Ciò, ovviamente, con la consapevolezza di doverli necessariamente affrontare con misure strutturali di ampio respiro, i cui risultati tangibili si potranno cominciare a scorgere solo dopo qualche anno. Non solo. Per rimettere in carreggiata la diligenza sconquassata di uno Stato che costa un occhio della testa, soffocando ogni forma di reale sviluppo economico, occorre scontrarsi coi milioni di interessi costituiti dalla nostra cosiddetta democrazia acquisitiva. E i settori in cui la politica tradizionale teme di perdere consensi e nei quali, pertanto, si guarda bene dall’intervenire sono noti persino ai sassi: previdenza, sanità e impiego pubblico.
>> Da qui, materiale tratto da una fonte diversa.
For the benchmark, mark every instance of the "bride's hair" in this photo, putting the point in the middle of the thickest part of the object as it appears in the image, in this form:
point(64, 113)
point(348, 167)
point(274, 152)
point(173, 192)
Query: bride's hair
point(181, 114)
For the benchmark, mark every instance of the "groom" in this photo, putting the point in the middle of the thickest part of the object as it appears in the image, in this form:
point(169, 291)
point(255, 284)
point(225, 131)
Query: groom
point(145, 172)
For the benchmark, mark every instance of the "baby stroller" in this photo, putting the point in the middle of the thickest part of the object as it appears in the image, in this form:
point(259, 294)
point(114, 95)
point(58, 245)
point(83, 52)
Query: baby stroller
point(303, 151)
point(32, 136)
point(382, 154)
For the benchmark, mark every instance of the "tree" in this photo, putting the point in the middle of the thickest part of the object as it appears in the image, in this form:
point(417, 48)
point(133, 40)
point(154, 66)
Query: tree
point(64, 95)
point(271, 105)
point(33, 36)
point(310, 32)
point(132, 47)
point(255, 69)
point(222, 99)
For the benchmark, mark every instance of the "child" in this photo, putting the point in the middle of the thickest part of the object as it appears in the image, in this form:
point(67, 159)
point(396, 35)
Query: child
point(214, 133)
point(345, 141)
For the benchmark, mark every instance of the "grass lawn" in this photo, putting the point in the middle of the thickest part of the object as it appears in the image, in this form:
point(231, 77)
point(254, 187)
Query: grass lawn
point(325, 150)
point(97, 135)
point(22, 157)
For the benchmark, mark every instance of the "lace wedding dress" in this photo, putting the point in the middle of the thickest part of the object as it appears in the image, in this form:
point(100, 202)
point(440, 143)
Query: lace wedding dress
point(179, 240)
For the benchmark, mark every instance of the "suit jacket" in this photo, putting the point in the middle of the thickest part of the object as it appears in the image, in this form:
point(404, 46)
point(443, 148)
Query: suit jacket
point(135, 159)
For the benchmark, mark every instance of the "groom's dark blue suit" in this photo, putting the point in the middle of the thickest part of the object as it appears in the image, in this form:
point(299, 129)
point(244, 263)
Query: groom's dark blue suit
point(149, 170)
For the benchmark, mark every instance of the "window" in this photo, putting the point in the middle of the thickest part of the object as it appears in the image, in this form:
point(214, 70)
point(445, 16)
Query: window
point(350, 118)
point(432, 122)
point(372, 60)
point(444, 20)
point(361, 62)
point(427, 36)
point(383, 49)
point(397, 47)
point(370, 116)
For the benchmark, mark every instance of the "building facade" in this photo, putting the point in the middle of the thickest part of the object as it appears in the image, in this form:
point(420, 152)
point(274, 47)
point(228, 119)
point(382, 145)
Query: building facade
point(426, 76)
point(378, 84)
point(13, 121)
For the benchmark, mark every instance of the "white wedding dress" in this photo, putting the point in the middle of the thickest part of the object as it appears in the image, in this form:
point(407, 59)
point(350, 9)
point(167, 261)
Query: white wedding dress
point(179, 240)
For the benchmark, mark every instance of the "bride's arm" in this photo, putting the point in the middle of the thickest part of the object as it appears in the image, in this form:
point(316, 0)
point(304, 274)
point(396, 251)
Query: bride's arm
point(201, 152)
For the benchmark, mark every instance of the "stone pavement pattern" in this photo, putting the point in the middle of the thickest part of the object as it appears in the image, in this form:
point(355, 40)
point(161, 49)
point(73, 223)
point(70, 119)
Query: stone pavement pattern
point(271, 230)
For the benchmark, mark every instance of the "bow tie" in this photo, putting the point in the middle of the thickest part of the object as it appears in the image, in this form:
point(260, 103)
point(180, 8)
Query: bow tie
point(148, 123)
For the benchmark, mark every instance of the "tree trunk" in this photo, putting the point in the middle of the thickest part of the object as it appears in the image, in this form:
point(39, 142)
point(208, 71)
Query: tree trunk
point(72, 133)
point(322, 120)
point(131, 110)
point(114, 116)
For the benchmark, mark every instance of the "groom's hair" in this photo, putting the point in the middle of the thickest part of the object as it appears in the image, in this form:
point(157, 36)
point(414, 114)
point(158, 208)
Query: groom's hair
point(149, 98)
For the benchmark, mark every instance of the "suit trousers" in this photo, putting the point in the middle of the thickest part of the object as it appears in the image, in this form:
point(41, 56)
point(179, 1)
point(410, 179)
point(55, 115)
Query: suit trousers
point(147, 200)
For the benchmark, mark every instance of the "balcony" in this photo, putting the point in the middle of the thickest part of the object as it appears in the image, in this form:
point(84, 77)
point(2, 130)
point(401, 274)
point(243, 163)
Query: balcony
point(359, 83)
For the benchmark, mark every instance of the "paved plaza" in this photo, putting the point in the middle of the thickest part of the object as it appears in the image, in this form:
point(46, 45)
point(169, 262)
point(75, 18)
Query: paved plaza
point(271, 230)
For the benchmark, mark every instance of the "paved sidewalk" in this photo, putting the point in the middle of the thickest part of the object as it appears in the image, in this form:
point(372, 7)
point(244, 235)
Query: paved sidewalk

È infatti in questi vitali - soprattutto per chi è chiamato ad amministrare il consenso - collettori di spesa che si concentra gran parte degli oltre 800 miliardi che compongono il colossale bilancio pubblico. Eppure il Governo Renzi, al di là del triste chiacchiericcio intorno all’Araba fenice della spending review, nei fatti non ha finora elaborato neppure l’abbozzo di un piano di interventi a regime, in grado principalmente di rassicurare i mercati circa la tenuta del nostro debito pubblico, onde ridimensionare l’eccesso di uscite pubbliche che caratterizza previdenza, sanità e impiego pubblico. Eccesso di uscite pubbliche le quali, si badi bene, non sono tali sulla base di un bislacco paradigma elaborato da qualche thatcheriano uscito dalle catacombe, bensì esse sono la rappresentazione plastica di un sistema che continua ad ostinarsi a vivere ben sopra le proprie possibilità, distribuendo in grande quantità vitalizi e privilegi che la nostra disastrata economia non è più in grado di finanziare.

Questa è, ahinoi, la trave che il nostro occhio di falco al potere sembra proprio non riuscire a vedere.